Text by Lauri Laanisto
Measuring volatile organic compounds (VOC), finding their pathways and translating the signals behind them is one of the main focus of our work group. Among the most common VOCs is isoprene, which, when emitted to atmosphere, affects climate conditions through ozone forming, and so on.
So, a while ago – in 2008 – Ülo coauthored a paper asking “Why are estimates of global terrestrial isoprene emissions so similar” (link to full text), where they concluded that “Rather, we urge modellers to be bolder in their analysis, and to draw attention to the fact that terrestrial emissions, particularly in the area of biome-specific emission capacities, are unknown rather than uncertain.”
Well, I think I´ve now managed to put together a perfect analytical model explaining the mysterious similarity in isoprene emissions! A paper published couple of months ago studying the VOCs of cinema goers “Cinema audiences reproducibly vary the chemical composition of air during films, by broadcasting scene specific emissions on breath” (link to full text) caused this eureka-moment.

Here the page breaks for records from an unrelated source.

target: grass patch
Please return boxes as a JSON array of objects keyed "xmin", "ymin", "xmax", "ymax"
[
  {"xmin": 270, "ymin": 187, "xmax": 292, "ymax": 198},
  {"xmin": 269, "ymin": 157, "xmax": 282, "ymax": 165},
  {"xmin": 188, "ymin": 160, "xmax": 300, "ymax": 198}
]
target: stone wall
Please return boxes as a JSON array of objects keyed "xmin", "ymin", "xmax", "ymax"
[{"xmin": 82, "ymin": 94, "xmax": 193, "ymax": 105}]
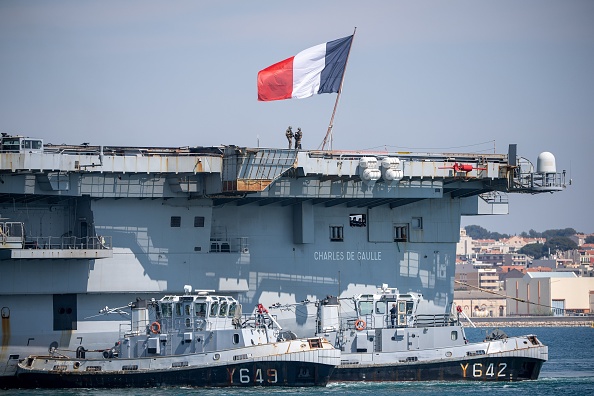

You can see from the figures (for example Fig 2) that the isoprene emission profiles of people watching the same movie are really similar, borderline identical. And we all know how dissapointingly generic and flat is the mainstream cinema today. That´s it! Cinema and TV are the isoprene sources that makes global terrestrial patterns so similar… These unvaried films and shows pollute the atmosphere with unvariable isoprene levels. So, if you work on VOCs then less Netflix could literally help you to find statistically significant results… (Or just watch Godard´s “Breathless”.)